What the leader runs is the graduation handoff. The experiment leaves the explore budget and enters the exploit budget with the golden set, the failure modes, and the runtime economics attached. Lean Enterprise warns about this handoff most loudly. Most orgs fumble it. Either pilots stay pilots forever (no graduation), or they scale without the learning (the golden set gets left behind and the next team rebuilds it from scratch). The handoff ritual is small. The discipline lives in the handoff.
When the discipline is in place, the economics show up on their own. Notion published a 90% cost reduction and up to 85% lower latency from prompt caching across their multi-model architecture. dbt Labs is cited in the same case study as saving over $35,000 a year by consolidating onto Notion AI instead of buying additional tools. The caching is just a technique. The discipline behind it (knowing which workloads are routine enough to cache) is the leverage.
The mail on my kitchen table
The point of doing one of these loops yourself isn’t that your weekends should involve AI. It’s that if I can’t describe what I learned from parsing my own mail, I can’t ask my team to describe what they learned from their pilot.
About a year ago I started a small home automation. Real envelopes: utility bills, school flyers, statements, the junk that piles up by the door. Plus the PDFs my scanner spits out. The first weekend, I threw the entire stack at the strongest model I had access to back then. By today’s standards, an objectively dumber model. No prompt engineering, just to find out what was AI-doable. It was, barely. Then I built the golden set from real mail and stepped down to a mid-tier model.
Two failure modes surfaced at the cheaper tier, both of which I would not have invented as synthetic tests. A utility bill with a handwritten note from my wife on it. The cheaper tier missed the annotation entirely, even though the note changed the action I needed to take. A tax form mailed inside another envelope. The cheaper tier conflated the two documents and routed both as the wrapping mail. Five real inputs caught these. Fifty made-up examples wouldn’t have.
A year on, the workflow still runs. The models have all gotten stronger. The discipline is the same. The model is the cheapest part of the whole thing.
Those ten minutes I spend writing down what didn’t work are the most valuable part of my week on this project. The parts that work tell me the system is alive. The failures tell me where the seam is.
Where Lean stops working
Not every workflow downgrades cleanly. Long-context reasoning, multi-step planning, and deep code review on a real codebase often need to stay on the frontier. The pattern is downgrade where you can, not downgrade always. Settle is conditional, not automatic.
Latency and privacy bound model choice before cost does. Sometimes the right model is neither the cheapest nor the strongest. The framework assumes cost is the active constraint. If it isn’t, you’re solving a different problem first.
And Lean fits the explore side of the AI question, not the vision side.

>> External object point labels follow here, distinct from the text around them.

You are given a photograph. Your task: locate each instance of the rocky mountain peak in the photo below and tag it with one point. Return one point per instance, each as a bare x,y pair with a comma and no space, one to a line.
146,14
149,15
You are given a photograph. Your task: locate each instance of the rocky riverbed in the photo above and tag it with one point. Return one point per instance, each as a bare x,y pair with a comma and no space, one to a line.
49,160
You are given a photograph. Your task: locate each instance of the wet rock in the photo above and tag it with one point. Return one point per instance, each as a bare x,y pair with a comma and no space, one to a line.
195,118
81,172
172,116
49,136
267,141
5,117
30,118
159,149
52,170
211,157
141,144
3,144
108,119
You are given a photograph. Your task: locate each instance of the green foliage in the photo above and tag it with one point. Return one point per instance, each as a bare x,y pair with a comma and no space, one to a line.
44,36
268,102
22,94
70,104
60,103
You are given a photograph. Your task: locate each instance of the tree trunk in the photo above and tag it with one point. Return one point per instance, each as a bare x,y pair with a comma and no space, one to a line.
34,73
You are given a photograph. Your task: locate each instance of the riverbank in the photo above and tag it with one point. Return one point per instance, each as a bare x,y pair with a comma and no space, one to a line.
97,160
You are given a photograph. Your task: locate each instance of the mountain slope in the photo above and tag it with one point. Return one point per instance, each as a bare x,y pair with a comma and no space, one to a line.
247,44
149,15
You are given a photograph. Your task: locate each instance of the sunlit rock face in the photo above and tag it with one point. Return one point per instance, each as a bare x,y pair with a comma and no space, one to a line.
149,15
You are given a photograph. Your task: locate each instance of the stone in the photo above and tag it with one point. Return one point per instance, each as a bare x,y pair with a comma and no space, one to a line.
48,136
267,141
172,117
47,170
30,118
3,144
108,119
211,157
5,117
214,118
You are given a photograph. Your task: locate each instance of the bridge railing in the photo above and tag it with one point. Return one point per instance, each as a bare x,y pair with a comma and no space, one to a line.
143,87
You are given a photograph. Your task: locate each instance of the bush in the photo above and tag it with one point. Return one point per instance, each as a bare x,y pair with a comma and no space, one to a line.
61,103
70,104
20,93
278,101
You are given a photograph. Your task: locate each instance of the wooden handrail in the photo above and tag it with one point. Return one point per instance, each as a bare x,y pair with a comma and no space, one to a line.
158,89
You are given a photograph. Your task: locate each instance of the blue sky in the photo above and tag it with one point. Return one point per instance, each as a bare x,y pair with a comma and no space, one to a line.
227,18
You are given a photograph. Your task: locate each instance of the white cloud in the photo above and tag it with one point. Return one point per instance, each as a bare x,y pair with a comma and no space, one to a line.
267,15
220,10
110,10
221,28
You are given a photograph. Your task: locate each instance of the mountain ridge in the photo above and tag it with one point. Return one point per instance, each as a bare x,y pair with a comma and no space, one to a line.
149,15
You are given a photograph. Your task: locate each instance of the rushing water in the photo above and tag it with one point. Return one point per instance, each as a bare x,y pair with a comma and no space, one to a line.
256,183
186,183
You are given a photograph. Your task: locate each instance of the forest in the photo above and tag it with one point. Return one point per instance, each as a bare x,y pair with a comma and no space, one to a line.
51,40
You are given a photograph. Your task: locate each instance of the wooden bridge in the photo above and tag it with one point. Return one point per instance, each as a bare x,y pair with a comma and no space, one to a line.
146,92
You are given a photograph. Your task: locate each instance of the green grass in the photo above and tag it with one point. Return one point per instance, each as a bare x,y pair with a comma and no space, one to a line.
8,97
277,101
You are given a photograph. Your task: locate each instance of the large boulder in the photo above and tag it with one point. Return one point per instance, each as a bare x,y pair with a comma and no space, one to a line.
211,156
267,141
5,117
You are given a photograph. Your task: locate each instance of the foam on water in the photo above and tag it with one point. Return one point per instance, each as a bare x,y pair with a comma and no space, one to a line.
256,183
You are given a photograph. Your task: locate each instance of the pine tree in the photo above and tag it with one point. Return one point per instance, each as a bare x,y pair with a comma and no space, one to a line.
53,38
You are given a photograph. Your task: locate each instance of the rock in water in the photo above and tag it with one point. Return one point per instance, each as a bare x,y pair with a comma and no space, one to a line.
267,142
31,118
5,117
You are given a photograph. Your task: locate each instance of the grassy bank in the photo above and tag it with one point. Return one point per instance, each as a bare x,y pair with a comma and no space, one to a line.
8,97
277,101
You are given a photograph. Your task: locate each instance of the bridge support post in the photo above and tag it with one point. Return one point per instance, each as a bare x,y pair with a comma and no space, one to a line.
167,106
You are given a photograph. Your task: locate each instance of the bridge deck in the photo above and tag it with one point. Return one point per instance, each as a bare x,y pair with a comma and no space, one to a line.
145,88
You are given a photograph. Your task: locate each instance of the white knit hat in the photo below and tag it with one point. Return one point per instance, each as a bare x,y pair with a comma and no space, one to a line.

Ted Ladd’s HBR research from 2016 on 250 cleantech accelerator teams found something worth holding onto: more market tests doesn’t beat strong strategy. Whether to build an AI capability at all (the vision question) needs conviction. How to turn today’s models into useful workflow (the explore question) needs Lean discipline. This post is about the second. The first is a different book.
The discipline you install
The next generation of leaders worth following won’t be the ones who picked the right AI vendor. They’ll be the ones who installed a learning discipline in their teams before the market forced them to. If you’re asking these questions now, you’re ahead of most of the market and ahead of most of your peers. The K-shaped curve I wrote about earlier this year isn’t really about who has the best tools. It’s about who built this muscle before the people next to them did.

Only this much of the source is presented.